OBSERVATION: Life and death in Camelot

Within two seemingly unrelated events, I found an interesting common thread.

The first was the highly coveted endorsement bestowed on Barack Obama by the distinguished senior senator from Massachusetts, Ted Kennedy. Media affection for all things Kennedy assured this event would receive maximum publicity of the most favorable kind. The second event was the tragic death of television anchorman, Randy Salerno.

What possible connection?

Salerno was accidentally killed while riding on a snowmobile driven by his best friend, Scott Hirschey. Hirschey had been drinking. The badly injured and overwhelmingly remorseful life-long friend was charged with a number of civil and criminal offenses, the most serious of which is vehicular homicide – murder, more simply put. He faces the potential of decades in prison.

Kennedy did far worse. The inebriated playboy senator, carrying an expired drivers license, drove his car off the Chappaquiddick bridge in Martha’s Vineyard late one night, abandoning a potentially still alive young woman, named Mary Jo Kopechne, to the last breath of oxygen in an air pocket just inches below water. Testimony suggested that she may have survived up to two hours on available air. Uninjured himself (forget the “for show” neck brace), Kennedy left the scene of the accident to confer with family and aides in an attempt to escape both the scene and responsibility. When that was impossible, the Kennedy machine went into action, making the Watergate and Lewinsky cover-ups look like an episode of True Confessions. Every step of the way was marked by fabrications, payoffs and terminated investigations. Kennedys are never brought to justice in Massachusetts.

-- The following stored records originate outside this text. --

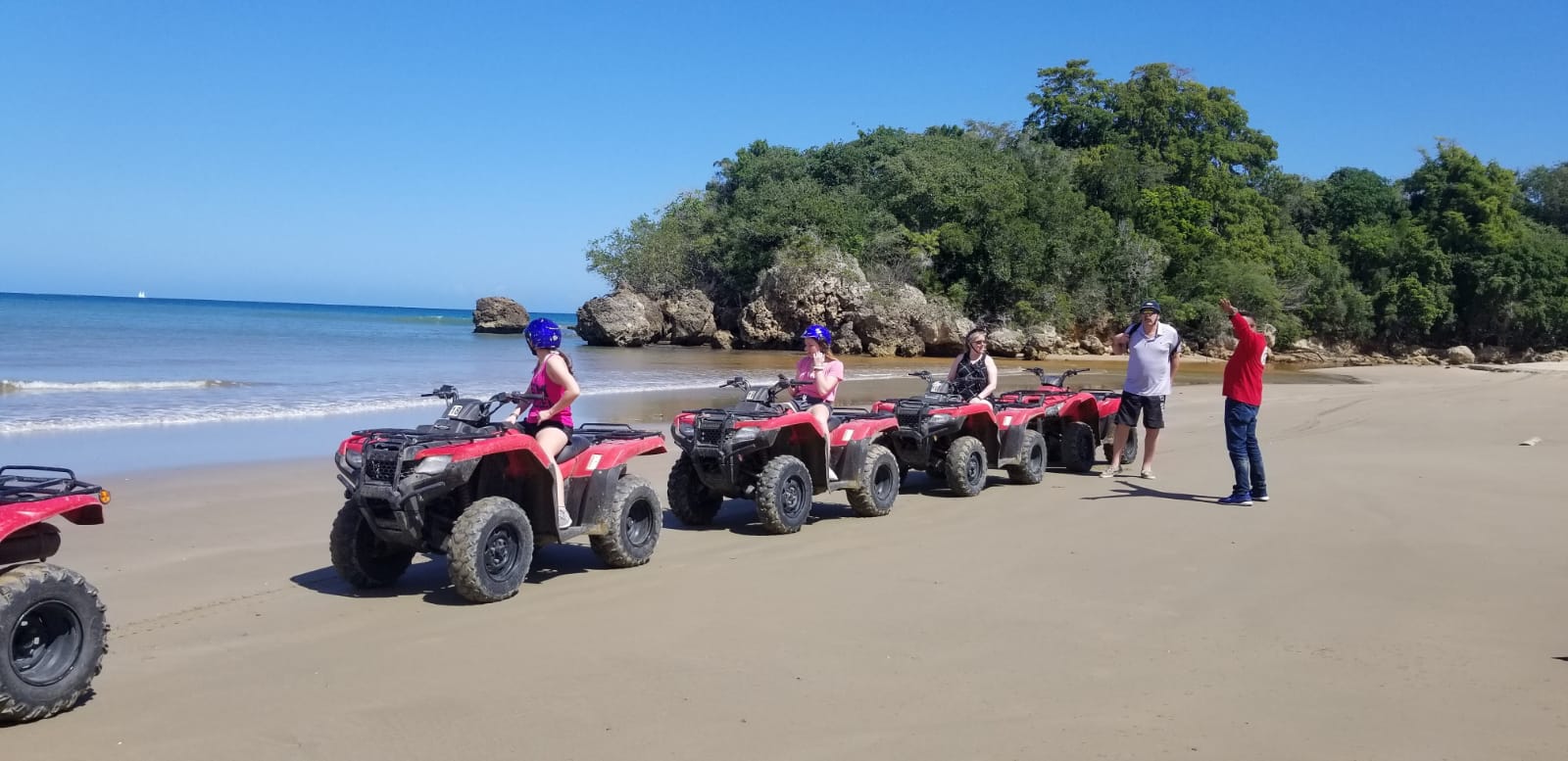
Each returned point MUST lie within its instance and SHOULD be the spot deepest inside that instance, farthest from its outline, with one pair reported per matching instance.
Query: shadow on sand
(428, 577)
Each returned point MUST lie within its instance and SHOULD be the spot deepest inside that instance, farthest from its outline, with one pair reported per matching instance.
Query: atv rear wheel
(1128, 452)
(1032, 468)
(964, 465)
(54, 633)
(635, 518)
(490, 549)
(1078, 447)
(690, 499)
(361, 557)
(938, 475)
(880, 483)
(784, 496)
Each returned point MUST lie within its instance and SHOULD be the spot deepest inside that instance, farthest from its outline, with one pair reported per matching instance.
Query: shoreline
(122, 452)
(1374, 609)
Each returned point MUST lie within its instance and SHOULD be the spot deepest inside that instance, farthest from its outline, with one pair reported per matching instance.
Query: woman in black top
(972, 373)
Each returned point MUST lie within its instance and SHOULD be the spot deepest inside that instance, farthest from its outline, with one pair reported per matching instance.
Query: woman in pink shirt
(551, 421)
(820, 370)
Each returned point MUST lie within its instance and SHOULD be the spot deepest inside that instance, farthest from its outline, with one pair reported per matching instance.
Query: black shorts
(805, 403)
(1152, 409)
(533, 428)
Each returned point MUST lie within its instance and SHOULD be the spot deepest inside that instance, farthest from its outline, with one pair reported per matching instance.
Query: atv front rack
(16, 488)
(428, 436)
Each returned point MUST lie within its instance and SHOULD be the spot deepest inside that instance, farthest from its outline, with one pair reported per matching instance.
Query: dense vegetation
(1113, 191)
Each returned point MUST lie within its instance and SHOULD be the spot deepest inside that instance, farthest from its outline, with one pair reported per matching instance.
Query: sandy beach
(1402, 596)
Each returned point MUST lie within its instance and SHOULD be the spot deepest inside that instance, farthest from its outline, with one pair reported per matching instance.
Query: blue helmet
(543, 334)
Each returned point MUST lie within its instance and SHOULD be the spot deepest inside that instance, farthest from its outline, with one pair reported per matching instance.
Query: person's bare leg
(1150, 437)
(1118, 442)
(553, 441)
(820, 412)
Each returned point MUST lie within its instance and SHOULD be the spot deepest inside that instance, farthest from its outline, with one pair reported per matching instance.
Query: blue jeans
(1241, 439)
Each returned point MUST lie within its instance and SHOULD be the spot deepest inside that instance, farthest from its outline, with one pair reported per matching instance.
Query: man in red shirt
(1244, 394)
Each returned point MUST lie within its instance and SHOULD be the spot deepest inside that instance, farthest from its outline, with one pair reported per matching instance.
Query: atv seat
(574, 449)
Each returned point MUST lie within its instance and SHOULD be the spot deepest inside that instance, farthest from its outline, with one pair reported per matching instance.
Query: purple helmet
(543, 334)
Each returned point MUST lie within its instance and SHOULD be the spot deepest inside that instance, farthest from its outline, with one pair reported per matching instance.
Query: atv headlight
(433, 464)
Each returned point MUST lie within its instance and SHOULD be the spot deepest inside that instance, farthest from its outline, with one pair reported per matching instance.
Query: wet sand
(1400, 598)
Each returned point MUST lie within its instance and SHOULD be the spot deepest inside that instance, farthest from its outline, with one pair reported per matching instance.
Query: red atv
(956, 442)
(51, 619)
(482, 494)
(778, 454)
(1076, 423)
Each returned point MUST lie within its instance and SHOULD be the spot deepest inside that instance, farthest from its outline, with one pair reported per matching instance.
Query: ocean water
(127, 384)
(130, 382)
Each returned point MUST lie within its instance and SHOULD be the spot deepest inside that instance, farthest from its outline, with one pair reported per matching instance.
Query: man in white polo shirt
(1152, 355)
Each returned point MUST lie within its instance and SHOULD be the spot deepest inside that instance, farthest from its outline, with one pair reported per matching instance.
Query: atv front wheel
(1078, 447)
(964, 467)
(878, 484)
(635, 518)
(938, 475)
(55, 635)
(360, 557)
(690, 499)
(1128, 452)
(1032, 468)
(784, 496)
(490, 549)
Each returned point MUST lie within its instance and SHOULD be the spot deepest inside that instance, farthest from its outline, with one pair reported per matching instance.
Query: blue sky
(427, 154)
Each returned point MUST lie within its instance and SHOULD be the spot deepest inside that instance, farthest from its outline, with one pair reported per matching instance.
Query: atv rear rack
(16, 488)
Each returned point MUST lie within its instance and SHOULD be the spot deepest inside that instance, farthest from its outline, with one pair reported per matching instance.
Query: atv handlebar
(1060, 379)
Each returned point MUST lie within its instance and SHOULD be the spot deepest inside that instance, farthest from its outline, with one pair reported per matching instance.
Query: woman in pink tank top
(822, 370)
(549, 421)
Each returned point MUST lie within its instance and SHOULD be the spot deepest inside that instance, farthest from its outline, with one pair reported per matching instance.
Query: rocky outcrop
(1460, 356)
(1005, 342)
(805, 287)
(689, 318)
(886, 326)
(499, 315)
(1045, 340)
(941, 327)
(621, 318)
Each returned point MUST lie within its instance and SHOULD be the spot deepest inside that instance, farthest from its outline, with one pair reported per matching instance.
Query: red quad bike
(778, 454)
(1076, 423)
(482, 494)
(52, 622)
(956, 442)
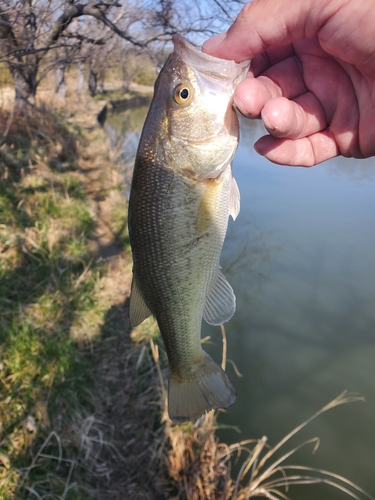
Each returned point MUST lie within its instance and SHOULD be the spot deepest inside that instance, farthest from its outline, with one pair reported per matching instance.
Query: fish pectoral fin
(234, 200)
(207, 387)
(138, 309)
(220, 301)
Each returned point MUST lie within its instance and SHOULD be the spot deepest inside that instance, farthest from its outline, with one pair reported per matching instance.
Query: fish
(181, 196)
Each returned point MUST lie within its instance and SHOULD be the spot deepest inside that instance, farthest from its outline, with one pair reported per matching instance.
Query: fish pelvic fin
(220, 303)
(138, 311)
(206, 388)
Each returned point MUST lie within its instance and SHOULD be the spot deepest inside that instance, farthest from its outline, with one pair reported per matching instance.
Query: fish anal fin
(206, 388)
(220, 301)
(138, 311)
(234, 201)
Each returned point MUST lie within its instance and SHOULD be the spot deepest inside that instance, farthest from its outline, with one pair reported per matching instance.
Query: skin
(312, 77)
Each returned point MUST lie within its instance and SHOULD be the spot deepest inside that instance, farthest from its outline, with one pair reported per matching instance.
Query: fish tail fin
(206, 387)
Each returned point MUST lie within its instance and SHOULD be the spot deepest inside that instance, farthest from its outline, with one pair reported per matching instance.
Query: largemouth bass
(181, 197)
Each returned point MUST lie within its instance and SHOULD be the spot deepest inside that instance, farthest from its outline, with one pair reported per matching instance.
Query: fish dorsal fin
(220, 301)
(234, 201)
(138, 309)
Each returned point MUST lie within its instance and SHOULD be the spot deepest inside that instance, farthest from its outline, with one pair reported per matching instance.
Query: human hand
(312, 76)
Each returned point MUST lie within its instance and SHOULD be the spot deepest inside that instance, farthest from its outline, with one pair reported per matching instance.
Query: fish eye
(183, 93)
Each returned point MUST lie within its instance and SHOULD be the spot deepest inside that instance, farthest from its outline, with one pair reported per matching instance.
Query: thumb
(264, 23)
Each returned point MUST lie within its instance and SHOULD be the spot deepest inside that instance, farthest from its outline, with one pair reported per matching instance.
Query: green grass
(50, 305)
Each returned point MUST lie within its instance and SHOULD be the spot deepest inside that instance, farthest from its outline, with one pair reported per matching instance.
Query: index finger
(265, 23)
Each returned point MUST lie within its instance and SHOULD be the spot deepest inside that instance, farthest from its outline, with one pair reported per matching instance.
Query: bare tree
(31, 29)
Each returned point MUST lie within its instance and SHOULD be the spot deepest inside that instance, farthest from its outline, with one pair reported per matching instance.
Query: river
(301, 260)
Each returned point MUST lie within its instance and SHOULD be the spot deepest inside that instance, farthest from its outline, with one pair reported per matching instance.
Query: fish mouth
(220, 69)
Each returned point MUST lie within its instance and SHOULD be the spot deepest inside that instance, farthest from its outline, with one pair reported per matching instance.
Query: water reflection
(301, 260)
(124, 131)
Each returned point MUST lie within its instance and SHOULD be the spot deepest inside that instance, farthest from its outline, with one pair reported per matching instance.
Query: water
(301, 259)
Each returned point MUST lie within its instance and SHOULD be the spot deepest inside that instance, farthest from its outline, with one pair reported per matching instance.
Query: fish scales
(181, 196)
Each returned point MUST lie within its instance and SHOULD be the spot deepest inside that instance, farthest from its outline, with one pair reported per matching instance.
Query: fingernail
(213, 41)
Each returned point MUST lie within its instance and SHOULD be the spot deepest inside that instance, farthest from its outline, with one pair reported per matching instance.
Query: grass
(63, 336)
(82, 397)
(200, 466)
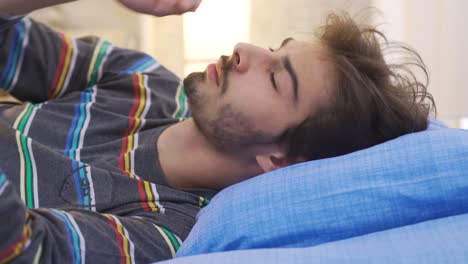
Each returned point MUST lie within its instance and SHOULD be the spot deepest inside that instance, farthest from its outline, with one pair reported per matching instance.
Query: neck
(189, 161)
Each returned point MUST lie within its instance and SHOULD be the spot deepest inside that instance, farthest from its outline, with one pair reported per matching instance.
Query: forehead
(314, 73)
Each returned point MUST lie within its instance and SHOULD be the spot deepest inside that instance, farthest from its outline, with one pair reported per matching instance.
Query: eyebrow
(288, 66)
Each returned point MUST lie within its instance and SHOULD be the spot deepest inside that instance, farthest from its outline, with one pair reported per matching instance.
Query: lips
(213, 73)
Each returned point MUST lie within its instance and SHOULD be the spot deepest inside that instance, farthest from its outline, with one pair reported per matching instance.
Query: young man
(105, 163)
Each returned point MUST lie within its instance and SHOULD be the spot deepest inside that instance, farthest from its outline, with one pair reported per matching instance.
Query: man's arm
(79, 236)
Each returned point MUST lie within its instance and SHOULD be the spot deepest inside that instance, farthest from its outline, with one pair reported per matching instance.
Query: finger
(177, 6)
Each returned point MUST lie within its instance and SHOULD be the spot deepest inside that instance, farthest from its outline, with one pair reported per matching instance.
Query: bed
(402, 201)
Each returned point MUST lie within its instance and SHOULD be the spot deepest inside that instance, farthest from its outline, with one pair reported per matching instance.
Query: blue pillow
(411, 179)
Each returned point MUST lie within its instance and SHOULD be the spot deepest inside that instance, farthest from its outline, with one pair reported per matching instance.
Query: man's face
(255, 95)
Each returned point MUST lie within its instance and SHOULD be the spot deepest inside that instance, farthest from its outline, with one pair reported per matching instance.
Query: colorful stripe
(138, 111)
(74, 144)
(3, 183)
(141, 104)
(28, 170)
(181, 111)
(203, 202)
(38, 255)
(20, 40)
(124, 243)
(172, 241)
(75, 239)
(101, 52)
(146, 64)
(65, 67)
(15, 249)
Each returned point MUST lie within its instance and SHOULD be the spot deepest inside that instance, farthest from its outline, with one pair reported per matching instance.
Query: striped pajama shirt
(81, 181)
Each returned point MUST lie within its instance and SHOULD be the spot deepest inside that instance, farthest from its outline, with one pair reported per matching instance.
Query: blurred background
(435, 28)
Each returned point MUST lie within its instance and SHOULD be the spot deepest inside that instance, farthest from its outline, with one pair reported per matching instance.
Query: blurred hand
(161, 7)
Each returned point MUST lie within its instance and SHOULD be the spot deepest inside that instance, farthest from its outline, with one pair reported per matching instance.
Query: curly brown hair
(372, 101)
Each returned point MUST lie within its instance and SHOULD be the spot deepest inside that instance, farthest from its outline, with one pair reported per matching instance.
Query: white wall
(437, 29)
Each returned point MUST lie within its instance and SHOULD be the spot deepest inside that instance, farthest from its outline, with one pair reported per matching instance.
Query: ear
(272, 160)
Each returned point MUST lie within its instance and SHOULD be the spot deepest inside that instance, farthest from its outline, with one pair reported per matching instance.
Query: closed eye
(272, 75)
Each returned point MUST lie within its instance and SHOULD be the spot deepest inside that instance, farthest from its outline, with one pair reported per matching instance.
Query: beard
(227, 129)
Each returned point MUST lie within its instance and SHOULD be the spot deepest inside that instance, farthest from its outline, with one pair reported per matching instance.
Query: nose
(246, 56)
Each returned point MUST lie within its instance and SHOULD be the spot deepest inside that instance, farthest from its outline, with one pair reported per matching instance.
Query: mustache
(226, 66)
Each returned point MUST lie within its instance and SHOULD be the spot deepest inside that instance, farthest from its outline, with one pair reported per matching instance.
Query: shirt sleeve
(78, 236)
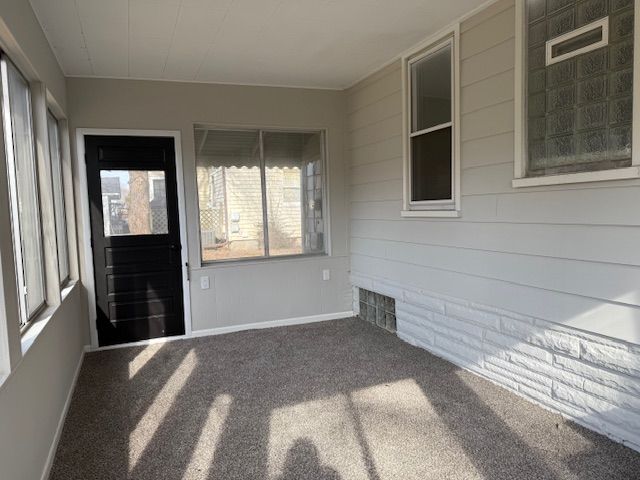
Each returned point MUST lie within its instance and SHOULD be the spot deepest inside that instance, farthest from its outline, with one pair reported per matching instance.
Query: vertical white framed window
(23, 187)
(576, 107)
(55, 154)
(431, 137)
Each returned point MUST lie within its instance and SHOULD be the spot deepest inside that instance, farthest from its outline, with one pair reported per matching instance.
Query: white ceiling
(308, 43)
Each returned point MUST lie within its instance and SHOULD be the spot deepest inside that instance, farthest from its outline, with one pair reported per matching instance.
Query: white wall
(248, 292)
(524, 273)
(34, 394)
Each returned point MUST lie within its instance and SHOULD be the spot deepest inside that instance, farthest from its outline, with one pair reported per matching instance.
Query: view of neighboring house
(230, 199)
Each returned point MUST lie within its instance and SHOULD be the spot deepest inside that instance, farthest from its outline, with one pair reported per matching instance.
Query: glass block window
(580, 109)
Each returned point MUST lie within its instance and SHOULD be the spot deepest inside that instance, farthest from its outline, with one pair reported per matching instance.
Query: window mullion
(263, 181)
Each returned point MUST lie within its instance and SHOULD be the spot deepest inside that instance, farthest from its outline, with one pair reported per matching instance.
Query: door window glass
(134, 202)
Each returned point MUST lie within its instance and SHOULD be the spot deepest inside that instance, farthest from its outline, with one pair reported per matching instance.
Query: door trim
(83, 199)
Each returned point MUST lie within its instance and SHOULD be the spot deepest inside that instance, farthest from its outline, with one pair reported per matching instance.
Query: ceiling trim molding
(425, 41)
(204, 82)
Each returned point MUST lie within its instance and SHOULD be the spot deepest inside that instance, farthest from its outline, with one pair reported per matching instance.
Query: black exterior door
(135, 237)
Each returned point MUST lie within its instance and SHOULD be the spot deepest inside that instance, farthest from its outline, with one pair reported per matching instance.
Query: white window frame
(432, 208)
(25, 318)
(261, 130)
(520, 144)
(67, 259)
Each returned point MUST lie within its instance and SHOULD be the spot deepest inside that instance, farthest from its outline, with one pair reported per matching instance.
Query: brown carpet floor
(336, 400)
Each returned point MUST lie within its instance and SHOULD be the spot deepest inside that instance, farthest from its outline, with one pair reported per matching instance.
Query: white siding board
(377, 172)
(376, 191)
(489, 121)
(488, 92)
(495, 30)
(371, 133)
(608, 319)
(557, 241)
(491, 150)
(561, 275)
(386, 107)
(388, 84)
(385, 209)
(384, 149)
(488, 63)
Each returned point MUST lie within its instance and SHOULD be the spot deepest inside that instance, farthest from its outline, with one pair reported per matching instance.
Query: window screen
(430, 141)
(579, 110)
(18, 129)
(58, 197)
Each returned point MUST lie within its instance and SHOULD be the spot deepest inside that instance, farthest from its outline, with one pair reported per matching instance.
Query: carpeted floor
(336, 400)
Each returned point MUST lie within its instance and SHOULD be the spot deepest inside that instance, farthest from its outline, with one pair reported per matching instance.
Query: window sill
(582, 177)
(236, 262)
(430, 213)
(38, 324)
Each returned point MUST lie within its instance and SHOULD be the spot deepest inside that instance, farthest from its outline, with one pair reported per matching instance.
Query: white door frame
(83, 193)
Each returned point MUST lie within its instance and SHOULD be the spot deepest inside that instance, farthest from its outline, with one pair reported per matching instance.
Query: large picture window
(431, 170)
(260, 193)
(25, 209)
(575, 111)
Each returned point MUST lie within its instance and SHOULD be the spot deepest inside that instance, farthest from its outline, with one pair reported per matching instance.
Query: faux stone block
(620, 4)
(390, 320)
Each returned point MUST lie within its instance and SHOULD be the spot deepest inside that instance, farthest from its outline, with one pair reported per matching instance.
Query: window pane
(24, 191)
(431, 166)
(293, 164)
(580, 110)
(58, 197)
(229, 194)
(134, 202)
(431, 90)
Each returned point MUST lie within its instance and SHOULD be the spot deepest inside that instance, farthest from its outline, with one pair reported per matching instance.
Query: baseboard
(271, 324)
(56, 439)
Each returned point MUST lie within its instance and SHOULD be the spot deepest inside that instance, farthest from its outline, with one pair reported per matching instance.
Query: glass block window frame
(432, 208)
(558, 142)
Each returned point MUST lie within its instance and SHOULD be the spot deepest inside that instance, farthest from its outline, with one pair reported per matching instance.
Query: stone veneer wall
(590, 379)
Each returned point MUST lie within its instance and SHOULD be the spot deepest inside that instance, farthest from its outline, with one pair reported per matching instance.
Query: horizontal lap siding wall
(564, 255)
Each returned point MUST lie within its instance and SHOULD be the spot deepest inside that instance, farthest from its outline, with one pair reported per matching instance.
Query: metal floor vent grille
(378, 309)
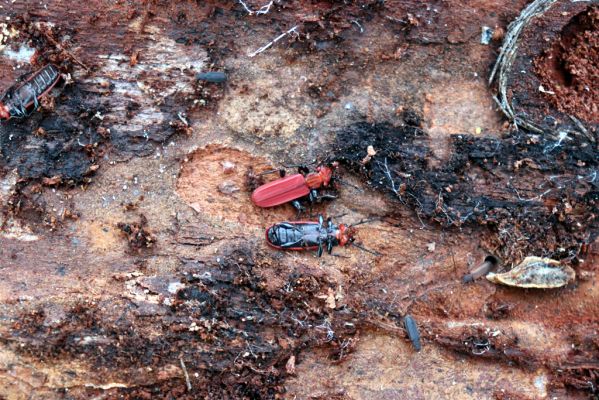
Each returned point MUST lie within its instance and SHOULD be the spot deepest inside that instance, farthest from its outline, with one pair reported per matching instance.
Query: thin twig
(262, 10)
(268, 45)
(187, 381)
(507, 55)
(71, 55)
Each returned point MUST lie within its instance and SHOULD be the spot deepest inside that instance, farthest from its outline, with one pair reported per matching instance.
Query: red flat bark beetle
(312, 235)
(293, 187)
(21, 99)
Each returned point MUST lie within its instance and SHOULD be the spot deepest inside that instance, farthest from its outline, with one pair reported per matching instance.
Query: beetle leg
(300, 209)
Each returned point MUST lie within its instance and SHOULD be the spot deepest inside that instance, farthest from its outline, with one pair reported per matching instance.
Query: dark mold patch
(65, 142)
(533, 193)
(224, 323)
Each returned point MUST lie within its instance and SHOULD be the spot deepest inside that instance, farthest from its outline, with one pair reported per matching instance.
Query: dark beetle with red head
(21, 99)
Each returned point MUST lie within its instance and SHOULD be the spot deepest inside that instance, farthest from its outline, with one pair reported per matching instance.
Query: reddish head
(345, 234)
(4, 112)
(322, 176)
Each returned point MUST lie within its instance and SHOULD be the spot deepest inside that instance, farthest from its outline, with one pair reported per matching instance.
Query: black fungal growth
(521, 186)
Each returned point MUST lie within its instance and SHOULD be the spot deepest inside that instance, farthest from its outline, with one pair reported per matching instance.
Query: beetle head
(345, 234)
(4, 112)
(326, 173)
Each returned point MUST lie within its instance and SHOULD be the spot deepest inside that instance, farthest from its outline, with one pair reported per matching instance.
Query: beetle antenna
(364, 221)
(374, 253)
(300, 165)
(349, 184)
(272, 171)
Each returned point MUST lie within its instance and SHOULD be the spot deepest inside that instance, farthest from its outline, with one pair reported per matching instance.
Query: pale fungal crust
(536, 272)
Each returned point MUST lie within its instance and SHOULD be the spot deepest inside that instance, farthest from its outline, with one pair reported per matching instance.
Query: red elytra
(281, 191)
(292, 187)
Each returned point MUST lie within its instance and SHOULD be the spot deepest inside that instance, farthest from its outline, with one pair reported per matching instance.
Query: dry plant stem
(268, 45)
(506, 58)
(187, 381)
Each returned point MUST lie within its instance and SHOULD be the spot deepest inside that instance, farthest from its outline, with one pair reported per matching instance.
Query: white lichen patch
(22, 55)
(536, 272)
(6, 33)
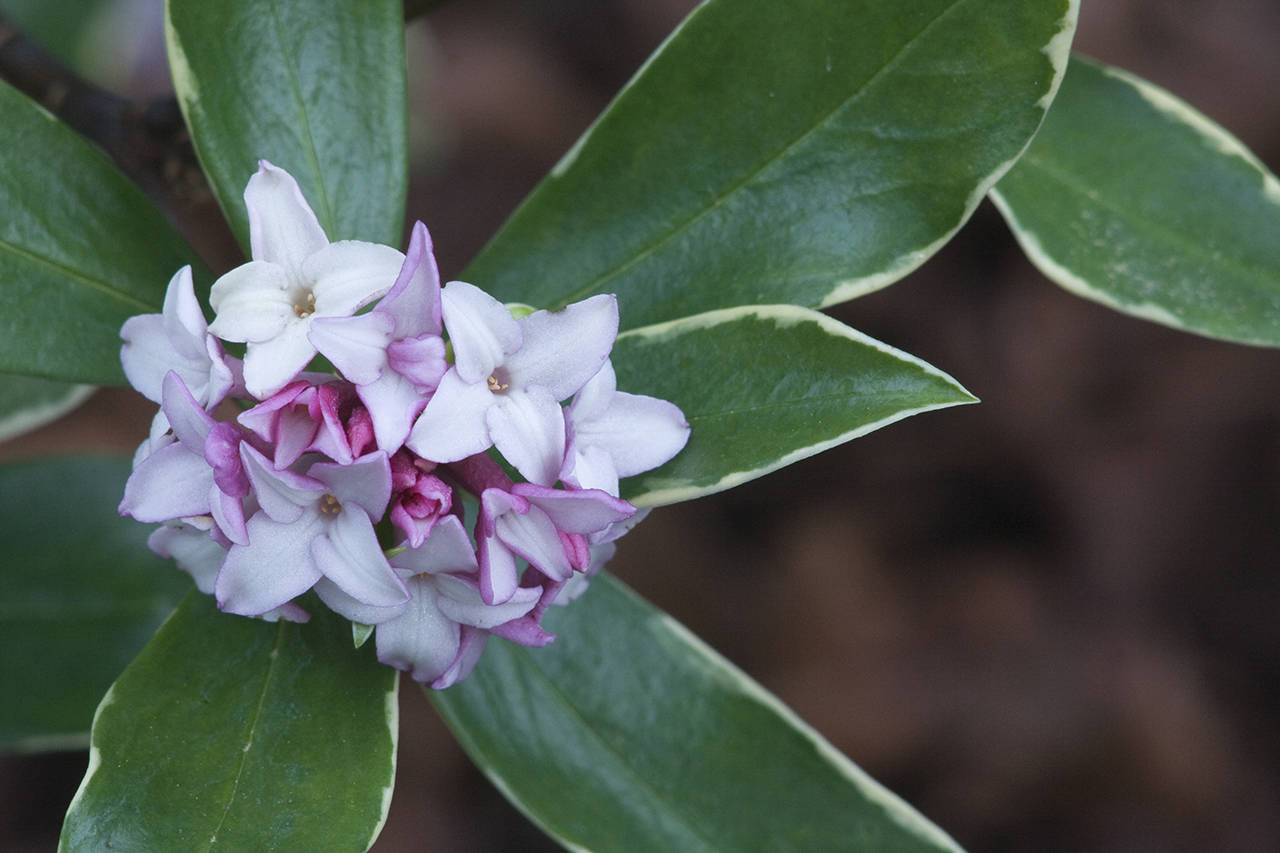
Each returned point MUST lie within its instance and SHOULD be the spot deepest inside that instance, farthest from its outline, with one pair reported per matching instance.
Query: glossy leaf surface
(319, 92)
(1130, 197)
(82, 594)
(630, 734)
(81, 250)
(764, 387)
(237, 734)
(28, 404)
(786, 153)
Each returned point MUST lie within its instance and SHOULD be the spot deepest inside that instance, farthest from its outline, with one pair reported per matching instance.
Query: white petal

One man’s life in ruins and another is formally addressed as “the honorable and distinguished.” I just ain’t right.

Obama expressed great pride in the endorsement from Kennedy. Perhaps the deadly philandering sot of a senator is in good company with Obama's indicted wheeler-dealer pal, Tony Rezko, who helped launch the Senator's career with jobs, money and introductions. They both put themselves above the law.